Sus argumentos le salen de las tripas, también del corazón pero especialmente de su convencimiento en lo que dice, de creer que tiene la razón de su parte. Se viene arriba cuando está rodeada porque sabe defenderse como nadie en campo contrario, siempre lo ha tenido que hacer. Ella no conoce la palabra miedo.

Tanto en este debate de investidura como en otros enfrentamientos verbales en el Parlament ha dado la impresión de querer salirse del estrado, de comerse literalmente al adversario, de que sus palabras, claras y rotundas, tuvieran ganas de volar de su interior, de ver la luz, de enfrentarse a todos, incluso a las bestias por mucho que estas intenten atacar o esconderse cobardemente. Y siempre con un lenguaje contundente y meridianamente claro que no deja nada a la interpretación y que tan bien entienden seguidores y contrincantes.

Es seguro que pese a lo que crea el señor Torra, Inés Arrimadas no tiene un bache en su cadena de ADN, no padece una fobia enfermiza contra todo lo catalán ni tiene ningún complejo de tipo freudiano. Es española y catalana al mismo tiempo y habla perfectamente las dos lenguas sin sufrir por ello tara alguna. A ella no se le ocurriría jamás sacar a debate el ADN no ya de los rivales políticos sino de cualquier ser humano. A buen seguro que piensa lo terrible y cansino que resulta, a estas alturas de la vida, seguir hablando de adeenes, de purezas sanguíneas o de cráneos, ya sean de Tarragona o de Ávila.

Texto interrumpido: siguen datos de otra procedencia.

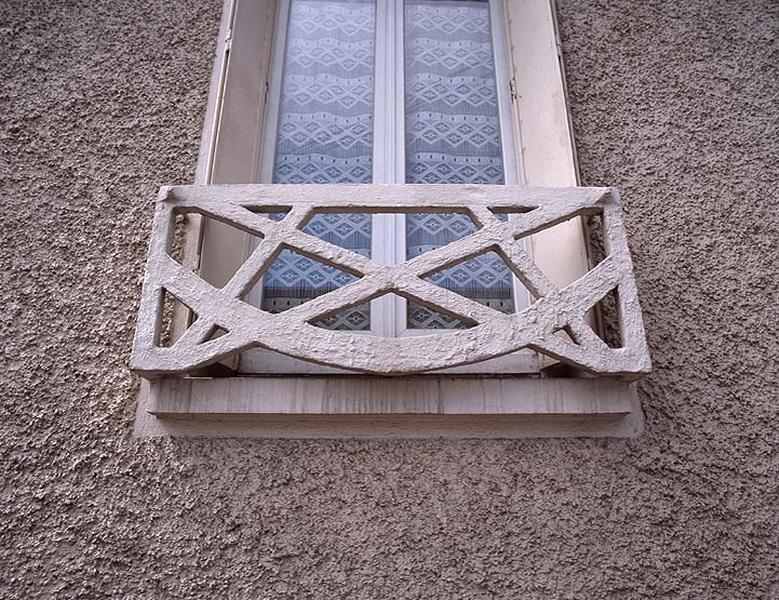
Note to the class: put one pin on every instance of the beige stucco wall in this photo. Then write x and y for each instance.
(673, 102)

En el debate de investidura no dudó en acusar al nuevo presidente de la Generalitat de “supremacista”, “xenófobo” y “racista”, ni tampoco le tembló la voz al tachar de “indignante” a Mariano Rajoy –al que no pudo mirar a los ojos porque no estaba en el Parlament– por haber facilitado el aterrizaje de un personaje tan lamentable y peligroso como Torra.

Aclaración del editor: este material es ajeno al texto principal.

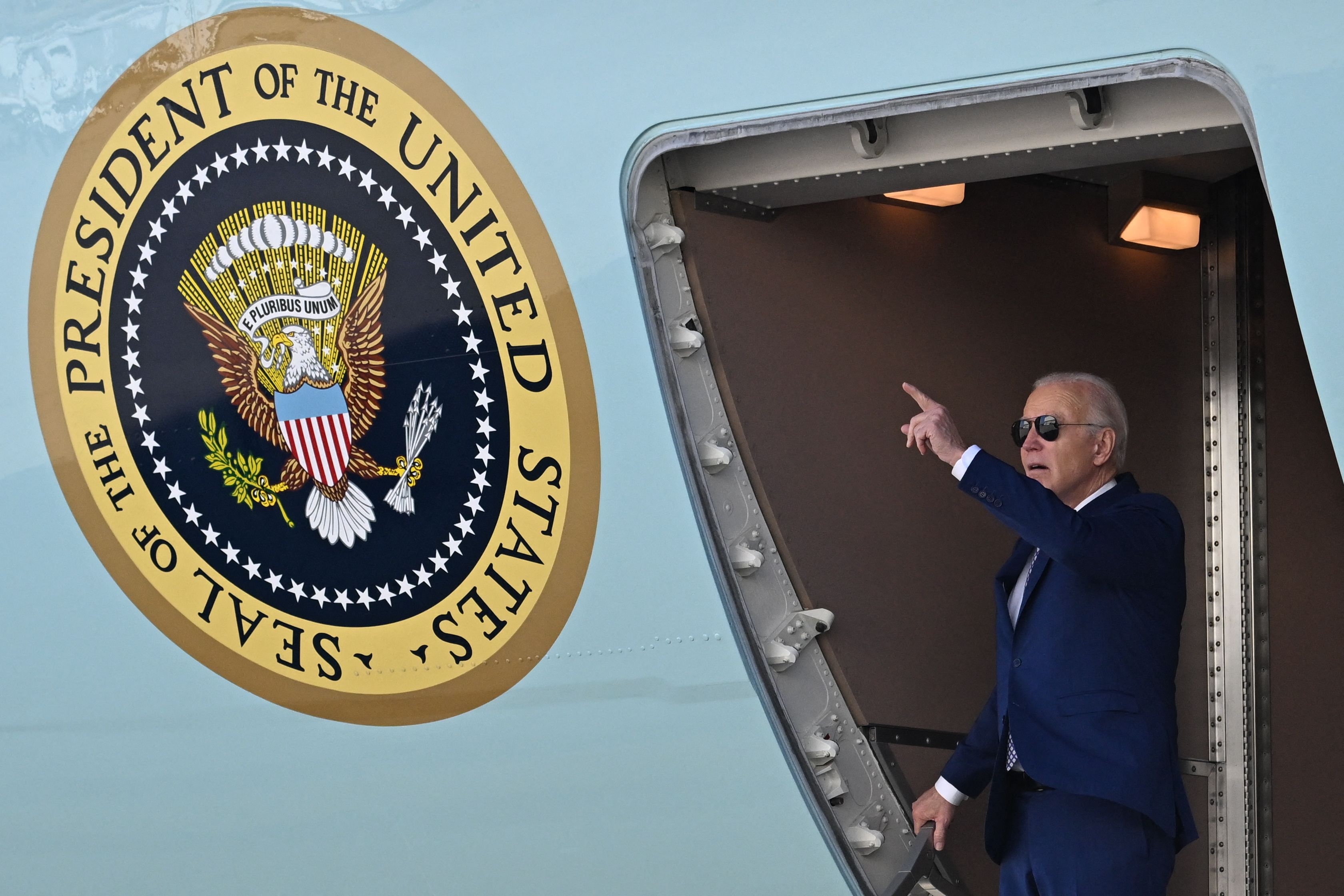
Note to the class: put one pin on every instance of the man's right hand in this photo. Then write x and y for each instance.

Pero a Inés Arrimadas no le dan miedo las bestias. La rondan desde hace demasiado tiempo. Frente a ellas opone simplemente su palabra, su verbo encendido y una pasión en el ejercicio de la política que devuelve a los mortales la fe en una profesión carcomida por corruptos, traidores y mediocres. Ni me gusta Ciudadanos ni me fío de su líder, pero admiro a los valientes como ella, a los que sobreviven en territorio comanche sin dar un paso atrás, a los que son capaces de decir la última palabra, a los que salen en tromba para que nadie pueda escapar. Ni tan siquiera las bestias.